Entrati nella Marca, com'io conto,

Io vidi Scarïotto onde fu Giuda,

Secondo il dir d'alcun, da cui fu conto[322].

Giuda fu dunque fatto nascere, oltrechè in molti altri luoghi, anche in Italia, e in più luoghi d'Italia, similmente, fu fatto nascere Pilato. Durante il medio evo soleva mostrarsi in Roma, tra l'altre cose mirabili, anche una torre, o casa, o palazzo di Pilato[323].

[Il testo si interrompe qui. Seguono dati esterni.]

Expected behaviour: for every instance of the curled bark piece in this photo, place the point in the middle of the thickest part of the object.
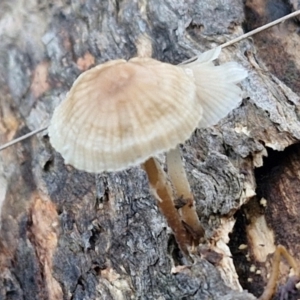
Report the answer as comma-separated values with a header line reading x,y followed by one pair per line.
x,y
272,283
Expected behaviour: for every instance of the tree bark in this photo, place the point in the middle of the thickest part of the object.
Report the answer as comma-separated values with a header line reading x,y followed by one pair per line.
x,y
67,234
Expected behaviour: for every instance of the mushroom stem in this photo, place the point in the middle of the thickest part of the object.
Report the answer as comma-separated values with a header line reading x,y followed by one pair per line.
x,y
183,192
161,189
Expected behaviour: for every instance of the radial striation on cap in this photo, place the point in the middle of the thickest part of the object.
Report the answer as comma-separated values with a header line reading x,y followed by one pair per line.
x,y
120,113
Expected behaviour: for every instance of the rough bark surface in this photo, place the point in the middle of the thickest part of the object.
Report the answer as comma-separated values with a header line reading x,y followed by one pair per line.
x,y
67,234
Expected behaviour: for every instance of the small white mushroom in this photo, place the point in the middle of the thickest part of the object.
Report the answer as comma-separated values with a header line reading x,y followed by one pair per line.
x,y
123,113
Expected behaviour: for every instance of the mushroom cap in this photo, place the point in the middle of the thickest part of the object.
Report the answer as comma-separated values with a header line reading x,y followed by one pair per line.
x,y
120,113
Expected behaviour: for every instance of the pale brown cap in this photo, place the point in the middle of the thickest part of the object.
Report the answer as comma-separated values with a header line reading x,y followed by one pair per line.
x,y
120,113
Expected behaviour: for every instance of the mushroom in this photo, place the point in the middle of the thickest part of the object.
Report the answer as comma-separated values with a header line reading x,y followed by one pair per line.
x,y
123,113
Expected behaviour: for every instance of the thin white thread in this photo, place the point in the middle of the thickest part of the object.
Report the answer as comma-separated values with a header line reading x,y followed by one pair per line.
x,y
229,43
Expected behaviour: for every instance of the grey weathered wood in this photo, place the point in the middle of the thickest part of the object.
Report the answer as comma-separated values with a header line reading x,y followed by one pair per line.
x,y
63,235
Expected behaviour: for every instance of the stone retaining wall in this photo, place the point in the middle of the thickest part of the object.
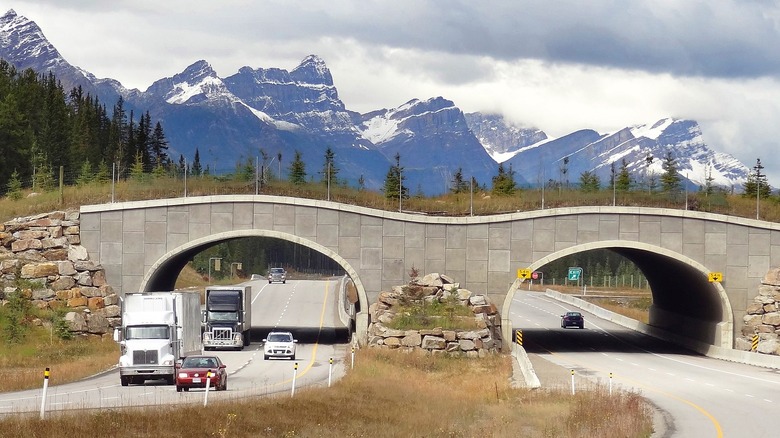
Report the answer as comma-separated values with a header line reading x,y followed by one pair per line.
x,y
485,338
763,317
41,256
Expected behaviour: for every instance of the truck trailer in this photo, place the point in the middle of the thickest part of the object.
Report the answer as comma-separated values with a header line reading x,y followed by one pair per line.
x,y
228,317
158,328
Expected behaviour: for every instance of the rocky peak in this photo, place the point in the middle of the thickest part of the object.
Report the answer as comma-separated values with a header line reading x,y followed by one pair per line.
x,y
312,70
23,42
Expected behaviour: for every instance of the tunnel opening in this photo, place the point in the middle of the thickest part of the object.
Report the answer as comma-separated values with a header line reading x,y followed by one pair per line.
x,y
683,301
247,255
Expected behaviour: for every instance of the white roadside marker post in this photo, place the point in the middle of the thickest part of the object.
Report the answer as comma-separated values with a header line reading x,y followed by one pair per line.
x,y
45,386
330,371
295,374
208,384
572,382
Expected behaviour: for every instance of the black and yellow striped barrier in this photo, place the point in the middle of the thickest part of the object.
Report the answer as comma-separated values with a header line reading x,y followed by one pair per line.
x,y
519,337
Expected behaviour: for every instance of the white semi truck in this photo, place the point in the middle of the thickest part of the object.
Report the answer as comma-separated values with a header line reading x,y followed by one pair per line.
x,y
228,317
158,328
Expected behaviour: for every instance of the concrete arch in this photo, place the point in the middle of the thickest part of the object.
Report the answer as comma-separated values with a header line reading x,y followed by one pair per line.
x,y
158,277
677,282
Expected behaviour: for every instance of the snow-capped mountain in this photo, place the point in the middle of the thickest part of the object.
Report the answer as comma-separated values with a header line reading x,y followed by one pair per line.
x,y
23,44
502,140
643,147
273,113
433,140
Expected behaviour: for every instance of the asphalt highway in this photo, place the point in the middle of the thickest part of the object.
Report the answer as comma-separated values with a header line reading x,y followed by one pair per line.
x,y
307,308
699,396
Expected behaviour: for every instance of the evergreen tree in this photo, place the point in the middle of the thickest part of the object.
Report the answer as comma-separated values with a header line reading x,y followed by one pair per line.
x,y
459,185
504,181
756,180
158,145
394,187
137,171
196,169
589,182
329,169
43,180
15,187
297,170
245,172
564,173
670,179
181,169
85,174
623,182
102,175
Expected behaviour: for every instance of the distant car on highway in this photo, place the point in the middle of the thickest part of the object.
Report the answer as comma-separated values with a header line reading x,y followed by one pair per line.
x,y
574,319
277,275
192,373
279,344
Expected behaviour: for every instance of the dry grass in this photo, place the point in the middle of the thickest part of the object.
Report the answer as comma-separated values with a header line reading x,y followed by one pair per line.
x,y
388,394
68,361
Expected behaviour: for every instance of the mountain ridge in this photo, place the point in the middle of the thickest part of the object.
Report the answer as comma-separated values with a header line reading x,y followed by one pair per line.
x,y
272,112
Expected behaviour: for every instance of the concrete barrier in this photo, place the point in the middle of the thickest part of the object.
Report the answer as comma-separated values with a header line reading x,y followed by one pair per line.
x,y
522,368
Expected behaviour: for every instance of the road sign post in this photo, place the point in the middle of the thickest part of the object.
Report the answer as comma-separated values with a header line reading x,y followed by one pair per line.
x,y
575,273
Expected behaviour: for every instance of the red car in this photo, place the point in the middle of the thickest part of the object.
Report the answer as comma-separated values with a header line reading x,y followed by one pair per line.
x,y
191,373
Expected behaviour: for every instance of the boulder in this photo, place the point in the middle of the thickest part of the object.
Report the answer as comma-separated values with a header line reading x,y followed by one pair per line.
x,y
76,321
38,270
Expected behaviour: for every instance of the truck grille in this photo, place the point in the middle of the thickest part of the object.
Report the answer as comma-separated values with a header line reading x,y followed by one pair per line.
x,y
145,357
222,334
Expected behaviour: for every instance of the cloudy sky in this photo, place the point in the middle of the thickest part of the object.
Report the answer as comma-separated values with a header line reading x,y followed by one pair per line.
x,y
555,65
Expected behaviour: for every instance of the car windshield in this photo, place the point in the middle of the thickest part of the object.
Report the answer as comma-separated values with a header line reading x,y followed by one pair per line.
x,y
199,362
146,332
223,316
279,337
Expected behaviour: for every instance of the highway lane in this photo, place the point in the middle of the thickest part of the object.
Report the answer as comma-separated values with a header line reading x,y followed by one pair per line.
x,y
306,307
704,397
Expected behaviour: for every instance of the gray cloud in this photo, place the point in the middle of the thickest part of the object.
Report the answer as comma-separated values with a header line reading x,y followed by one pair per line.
x,y
560,66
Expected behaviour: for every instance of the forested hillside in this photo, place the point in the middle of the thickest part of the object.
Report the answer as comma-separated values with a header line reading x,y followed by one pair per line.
x,y
43,128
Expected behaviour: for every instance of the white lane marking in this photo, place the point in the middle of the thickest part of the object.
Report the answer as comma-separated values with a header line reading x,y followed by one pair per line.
x,y
259,292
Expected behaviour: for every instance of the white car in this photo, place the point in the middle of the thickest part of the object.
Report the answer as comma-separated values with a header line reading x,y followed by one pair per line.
x,y
279,344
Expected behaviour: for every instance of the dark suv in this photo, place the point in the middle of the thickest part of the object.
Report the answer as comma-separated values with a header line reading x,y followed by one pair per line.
x,y
572,319
278,275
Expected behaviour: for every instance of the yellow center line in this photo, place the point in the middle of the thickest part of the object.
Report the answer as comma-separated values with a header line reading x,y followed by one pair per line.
x,y
317,342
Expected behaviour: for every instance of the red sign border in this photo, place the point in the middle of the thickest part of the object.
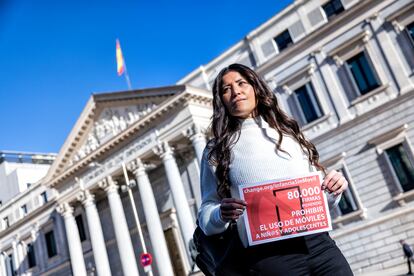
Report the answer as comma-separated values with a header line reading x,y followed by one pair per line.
x,y
245,215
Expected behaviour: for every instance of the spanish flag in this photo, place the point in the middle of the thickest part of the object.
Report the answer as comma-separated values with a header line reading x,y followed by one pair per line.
x,y
120,64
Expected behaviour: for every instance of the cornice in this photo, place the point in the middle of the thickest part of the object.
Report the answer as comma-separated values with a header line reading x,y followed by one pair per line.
x,y
191,94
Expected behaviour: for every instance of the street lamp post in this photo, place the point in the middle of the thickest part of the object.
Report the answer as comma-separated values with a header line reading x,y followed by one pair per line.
x,y
128,188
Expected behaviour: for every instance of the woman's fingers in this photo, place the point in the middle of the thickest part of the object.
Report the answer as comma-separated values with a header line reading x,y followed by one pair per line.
x,y
335,182
231,208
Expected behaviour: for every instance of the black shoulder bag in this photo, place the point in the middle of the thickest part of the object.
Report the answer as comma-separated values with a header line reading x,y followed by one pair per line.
x,y
214,251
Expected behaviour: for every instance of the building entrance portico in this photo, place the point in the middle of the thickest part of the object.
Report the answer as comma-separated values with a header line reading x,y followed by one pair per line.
x,y
147,131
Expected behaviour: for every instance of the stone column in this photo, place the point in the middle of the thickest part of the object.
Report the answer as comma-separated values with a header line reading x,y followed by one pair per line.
x,y
95,229
74,243
155,230
38,242
21,255
177,190
3,265
198,140
123,238
15,256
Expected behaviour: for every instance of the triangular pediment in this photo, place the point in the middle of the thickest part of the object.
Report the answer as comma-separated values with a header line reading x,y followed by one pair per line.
x,y
105,116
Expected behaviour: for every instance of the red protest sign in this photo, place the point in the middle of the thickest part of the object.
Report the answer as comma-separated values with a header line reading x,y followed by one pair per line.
x,y
146,259
282,209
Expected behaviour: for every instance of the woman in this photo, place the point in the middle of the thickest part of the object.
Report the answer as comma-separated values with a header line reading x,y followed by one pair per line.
x,y
255,141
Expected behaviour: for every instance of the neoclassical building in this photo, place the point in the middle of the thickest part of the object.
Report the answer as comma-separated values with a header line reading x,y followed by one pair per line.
x,y
148,142
343,68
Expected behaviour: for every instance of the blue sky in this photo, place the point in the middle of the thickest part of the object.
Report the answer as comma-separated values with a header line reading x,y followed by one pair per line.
x,y
55,54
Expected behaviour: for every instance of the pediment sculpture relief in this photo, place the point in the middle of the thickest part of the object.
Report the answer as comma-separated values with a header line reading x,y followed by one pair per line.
x,y
112,121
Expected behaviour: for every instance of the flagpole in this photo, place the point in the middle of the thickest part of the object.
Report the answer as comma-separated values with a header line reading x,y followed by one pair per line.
x,y
127,77
121,64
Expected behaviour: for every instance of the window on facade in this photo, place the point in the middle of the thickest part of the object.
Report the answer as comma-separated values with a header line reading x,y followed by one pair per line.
x,y
50,244
283,40
10,269
333,8
6,222
308,103
347,204
81,227
31,257
23,209
43,196
410,31
402,166
362,73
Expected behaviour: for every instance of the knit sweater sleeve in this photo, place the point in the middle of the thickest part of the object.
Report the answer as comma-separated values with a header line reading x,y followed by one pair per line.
x,y
209,218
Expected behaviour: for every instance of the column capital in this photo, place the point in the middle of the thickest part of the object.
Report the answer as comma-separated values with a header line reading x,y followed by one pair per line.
x,y
85,197
65,210
108,184
163,150
137,167
194,132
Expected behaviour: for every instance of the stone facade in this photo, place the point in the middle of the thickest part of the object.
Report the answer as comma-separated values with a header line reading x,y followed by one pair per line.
x,y
345,73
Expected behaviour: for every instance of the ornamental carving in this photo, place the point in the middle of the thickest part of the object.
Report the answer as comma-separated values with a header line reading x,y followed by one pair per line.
x,y
111,122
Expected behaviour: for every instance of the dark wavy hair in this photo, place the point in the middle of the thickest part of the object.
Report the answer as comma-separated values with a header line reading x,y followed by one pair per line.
x,y
226,128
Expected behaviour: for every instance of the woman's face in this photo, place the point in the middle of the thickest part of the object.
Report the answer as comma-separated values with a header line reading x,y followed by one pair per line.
x,y
238,95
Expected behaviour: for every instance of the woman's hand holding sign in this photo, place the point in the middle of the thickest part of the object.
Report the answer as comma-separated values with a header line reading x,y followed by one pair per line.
x,y
231,208
335,182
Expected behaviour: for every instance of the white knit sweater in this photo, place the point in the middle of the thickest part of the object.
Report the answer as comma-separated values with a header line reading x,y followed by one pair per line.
x,y
254,159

La fine di Pilato è, nelle varie versioni della leggenda, narrata assai diversamente. Egli morì sotto Tiberio, sotto Caligola, sotto Nerone, sotto Vespasiano e Tito: fu fatto decapitare; fu ucciso dallo stesso Nerone furente; fu scorticato; fu cucito, come si usava coi parricidi, in una pelle di bue, insieme con un gallo, una vipera ed una scimia, e lasciato morire al sole; fu chiuso in una torre, ed egli con le proprie sue mani si uccise; fu, con la torre insieme, inghiottito dalla terra. La credenza che egli si fosse ucciso, suggerita forse dall'esempio di Giuda, e dal desiderio di far commettere al reo un'ultima colpa, a giudizio di cristiani gravissima, è molto antica e quasi cancellò tutte le altre: ad essa si legano, e da essa in certo qual modo derivano, i racconti in cui si dice delle vicende cui andò soggetto dopo la morte il corpo maledetto, e dei danni ch'esso produsse. Secondo un racconto più antico, Pilato si uccise nella città di Vienna, dov'era stato chiuso in una torre, e il suo corpo fu gettato nel Rodano. Secondo un racconto più recente, e che ebbe poi molto maggior diffusione, Pilato si uccise in Roma, e il corpo suo fu da prima gettato nel Tevere, poi tolto di là, trasportato in Gallia e buttato nel Rodano, ove non rimase nemmeno. Non solamente questi due racconti, che io reco qui in una forma meramente schematica, ma anche altri, sui quali non ho bisogno di soffermarmi, dan notizia dei turbamenti prodotti dal corpo sommerso del suicida e delle successive traslazioni che ne furono la conseguenza[324].

In un racconto latino intitolato Mors Pilati qui Jhesum condemnavit, pubblicato dal Tischendorf[325], si dice che Tiberio, fatto venire a Roma Pilato, ordinò fosse chiuso in un carcere, poi radunò il consiglio perchè pronunziasse sentenza sopra di lui. Saputo d'essere stato condannato a morire di morte turpissima (ut morte turpissima damnaretur) Pilato con un coltello si uccise. «Informato della morte di Pilato, Cesare disse: Veramente è morto di morte turpissima colui che non risparmiò se stesso. Fu legato a un enorme masso e gettato nel Tevere. Ma gli spiriti maligni e sordidi, tripudiando per amor di quel corpo maligno e sordido, si agitavano tutti nell'acqua, suscitando terribilmente nell'aria folgori e bufere e tuoni e grandini, così che teneva gli uomini un orribil timore. Onde i Romani, trattolo dal Tevere, lo portarono per vituperio a Vienna, e lo sommersero nel Rodano: Vienna, gli è come dire via Gehennae, poichè era allora luogo di maledizione. Ma anche quivi accorsero i malvagi spiriti, producendo le medesime turbazioni. Però gli uomini di quel paese, non potendo sopportare tanta infestazione di demonii, allontanarono da sè quel vaso di maledizione e lo buttarono in certo pozzo, ch'era tutto intorno serrato di monti, dove, per riferimento d'alcuni, si vedono sobbollire tuttavia le diaboliche macchinazioni»[326]. Così l'ingenuo ed incognito narratore.